The boy Samuel, about whom we heard in the first reading this morning, believed in God, and so he listened to Him; but he didn’t just listen to Him – he went on to do what God told him: he obeyed Him, even though this meant being obliged to give his beloved guardian, Eli, some really bad news, namely that both his sons would soon die in battle because, even though, like their father Eli they were priests they had behaved so wickedly.
Samuel was born in an age when people had little interest in faith. The word of God was rare in those days; there was no frequent vision, as the Bible tells us. In many ways it was like these present times. People had given up on worshipping the God who had saved both them and their nation, and as a result did pretty much anything they liked. Which, if you think of it, is exactly the same message which the Atheist Bus is spreading around: ‘There’s probably no God. Now stop worrying and enjoy your life’.
The problem with this message is two-fold. Not only do people of little or no faith do what they please – because if you don’t believe in God then there’s no very good reason why you shouldn’t do whatever your fancy suggests to you; but there is another, more serious problem, that it’s only when we believe in God (in the sense mentioned earlier) that we can find any satisfactory purpose to our lives. If, like Samuel, we believe that God has a Plan for each one of us, then our lives will have just such a single purpose – namely to ‘glorify God and enjoy Him for ever’. – though the details of God’s plan will differ from one person to another, depending on our nature, our talents, our age, our sex and our circumstances.
However, those who choose to take the advice on the Atheist Bus by making enjoyment the one aim of their life, find themselves in for a big disappointment. For Joy is neither something we can find by looking for it, nor, once we find it, something we can hold onto. Like gold-dust it slips through our fingers. As the poet William Blake wrote, joy is something we ‘kiss it as it flies’ and must be ready for it to fly away again. The person, like Samuel, who follows God’s Plan as it gradually unfolds and when following it ‘kisses joy as it flies’, will, (as Blake says) find that he (or she) ‘lies in Eternity’s sunrise’.
So in a few minutes, when we come to baptize Niyah we shall in fact be enrolling her in God’s service and launching her upon the life-long process of discovering joy. Of course the time will come when the responsibility for fulfilling that purpose will devolve upon Niyah herself.

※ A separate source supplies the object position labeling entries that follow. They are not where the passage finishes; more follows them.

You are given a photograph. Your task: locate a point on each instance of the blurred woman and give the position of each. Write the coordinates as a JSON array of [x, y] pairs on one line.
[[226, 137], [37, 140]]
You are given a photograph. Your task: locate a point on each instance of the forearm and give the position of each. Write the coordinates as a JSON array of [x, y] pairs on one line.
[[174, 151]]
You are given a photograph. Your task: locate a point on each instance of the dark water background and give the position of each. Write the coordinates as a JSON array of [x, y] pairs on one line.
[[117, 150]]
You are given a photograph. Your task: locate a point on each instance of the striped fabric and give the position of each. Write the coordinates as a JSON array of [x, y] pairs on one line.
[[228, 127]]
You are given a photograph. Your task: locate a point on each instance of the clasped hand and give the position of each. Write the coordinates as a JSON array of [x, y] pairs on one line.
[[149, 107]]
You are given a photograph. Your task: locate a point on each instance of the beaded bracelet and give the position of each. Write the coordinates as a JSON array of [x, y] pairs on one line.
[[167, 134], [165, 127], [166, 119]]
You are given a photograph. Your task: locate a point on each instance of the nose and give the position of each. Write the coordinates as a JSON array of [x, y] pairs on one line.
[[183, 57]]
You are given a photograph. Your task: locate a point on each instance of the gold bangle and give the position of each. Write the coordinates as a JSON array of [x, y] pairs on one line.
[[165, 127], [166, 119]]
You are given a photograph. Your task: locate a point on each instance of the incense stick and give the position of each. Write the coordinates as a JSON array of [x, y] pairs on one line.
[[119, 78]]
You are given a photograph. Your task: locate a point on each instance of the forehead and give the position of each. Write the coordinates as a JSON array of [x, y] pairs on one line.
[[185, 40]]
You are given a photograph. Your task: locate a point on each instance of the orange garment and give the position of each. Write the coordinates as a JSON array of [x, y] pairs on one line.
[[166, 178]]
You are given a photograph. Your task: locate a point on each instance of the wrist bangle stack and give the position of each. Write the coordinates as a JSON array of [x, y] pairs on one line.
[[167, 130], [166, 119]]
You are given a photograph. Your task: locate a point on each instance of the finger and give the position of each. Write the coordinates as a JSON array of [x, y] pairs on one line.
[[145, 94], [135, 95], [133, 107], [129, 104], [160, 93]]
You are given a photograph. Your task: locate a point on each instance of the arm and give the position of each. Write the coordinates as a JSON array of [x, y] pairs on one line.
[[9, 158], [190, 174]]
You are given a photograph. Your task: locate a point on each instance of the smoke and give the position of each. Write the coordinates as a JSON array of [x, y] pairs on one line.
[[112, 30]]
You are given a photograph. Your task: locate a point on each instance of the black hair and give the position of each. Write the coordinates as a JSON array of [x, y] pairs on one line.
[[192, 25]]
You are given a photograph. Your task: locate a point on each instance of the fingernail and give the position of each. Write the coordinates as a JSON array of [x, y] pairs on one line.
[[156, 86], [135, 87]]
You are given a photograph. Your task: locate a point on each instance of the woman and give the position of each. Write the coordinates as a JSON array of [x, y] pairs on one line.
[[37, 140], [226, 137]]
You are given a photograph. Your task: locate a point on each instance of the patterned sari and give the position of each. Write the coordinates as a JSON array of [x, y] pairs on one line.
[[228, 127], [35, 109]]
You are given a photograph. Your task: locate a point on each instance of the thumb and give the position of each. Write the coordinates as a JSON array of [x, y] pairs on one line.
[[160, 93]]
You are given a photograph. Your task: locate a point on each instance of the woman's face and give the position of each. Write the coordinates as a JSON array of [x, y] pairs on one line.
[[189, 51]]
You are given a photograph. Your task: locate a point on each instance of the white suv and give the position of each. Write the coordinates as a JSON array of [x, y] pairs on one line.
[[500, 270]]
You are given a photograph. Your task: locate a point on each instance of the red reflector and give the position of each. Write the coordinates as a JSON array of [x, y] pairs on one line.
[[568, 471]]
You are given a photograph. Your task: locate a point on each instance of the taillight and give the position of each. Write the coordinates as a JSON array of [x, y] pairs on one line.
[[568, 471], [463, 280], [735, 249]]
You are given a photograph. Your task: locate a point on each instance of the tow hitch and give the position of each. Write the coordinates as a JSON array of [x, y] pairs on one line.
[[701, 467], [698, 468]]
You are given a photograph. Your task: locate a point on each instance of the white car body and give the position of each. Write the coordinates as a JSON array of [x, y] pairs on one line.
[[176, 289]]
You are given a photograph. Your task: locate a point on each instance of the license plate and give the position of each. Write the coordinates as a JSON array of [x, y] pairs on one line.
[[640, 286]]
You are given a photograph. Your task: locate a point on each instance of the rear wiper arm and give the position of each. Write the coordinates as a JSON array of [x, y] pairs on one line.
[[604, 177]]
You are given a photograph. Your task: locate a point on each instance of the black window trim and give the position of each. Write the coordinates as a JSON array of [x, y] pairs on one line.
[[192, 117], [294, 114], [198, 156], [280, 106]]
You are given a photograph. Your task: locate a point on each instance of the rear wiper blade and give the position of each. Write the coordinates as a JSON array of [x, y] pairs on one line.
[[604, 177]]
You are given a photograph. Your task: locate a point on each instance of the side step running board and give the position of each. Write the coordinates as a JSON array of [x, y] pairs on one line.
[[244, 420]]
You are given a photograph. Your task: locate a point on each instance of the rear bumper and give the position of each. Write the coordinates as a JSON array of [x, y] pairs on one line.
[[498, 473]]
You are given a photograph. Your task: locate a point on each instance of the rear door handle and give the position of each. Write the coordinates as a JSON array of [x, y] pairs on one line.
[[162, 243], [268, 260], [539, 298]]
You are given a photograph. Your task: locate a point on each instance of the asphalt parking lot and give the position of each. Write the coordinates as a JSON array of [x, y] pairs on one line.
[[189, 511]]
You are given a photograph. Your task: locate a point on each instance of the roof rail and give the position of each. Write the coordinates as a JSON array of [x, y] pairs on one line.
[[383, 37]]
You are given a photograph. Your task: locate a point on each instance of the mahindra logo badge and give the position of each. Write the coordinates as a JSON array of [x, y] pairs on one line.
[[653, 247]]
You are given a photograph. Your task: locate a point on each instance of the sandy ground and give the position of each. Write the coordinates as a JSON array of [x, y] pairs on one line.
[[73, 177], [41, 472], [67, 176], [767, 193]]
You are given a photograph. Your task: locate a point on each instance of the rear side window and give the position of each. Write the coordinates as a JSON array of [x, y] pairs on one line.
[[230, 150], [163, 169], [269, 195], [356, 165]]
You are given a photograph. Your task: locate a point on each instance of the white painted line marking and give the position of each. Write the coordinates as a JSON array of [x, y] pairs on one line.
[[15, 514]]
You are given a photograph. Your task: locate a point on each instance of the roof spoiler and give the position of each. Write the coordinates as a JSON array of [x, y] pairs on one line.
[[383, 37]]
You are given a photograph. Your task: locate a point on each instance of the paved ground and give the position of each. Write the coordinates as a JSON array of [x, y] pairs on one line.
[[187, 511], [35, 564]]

But the Sacrament of Baptism has to be the starting-point for everybody, Niyah included, because it will instantly transform her into ‘a member of Christ, the child of God, and an inheritor of the Kingdom of Heaven’.
What greater gift could God give Niyah, or us? And who except God, with his plan for each of us, could bring about that transformation which converts us from being people without hope (and therefore without a worthwhile future) into His very own people, whom He has designed to enjoy Him for all eternity?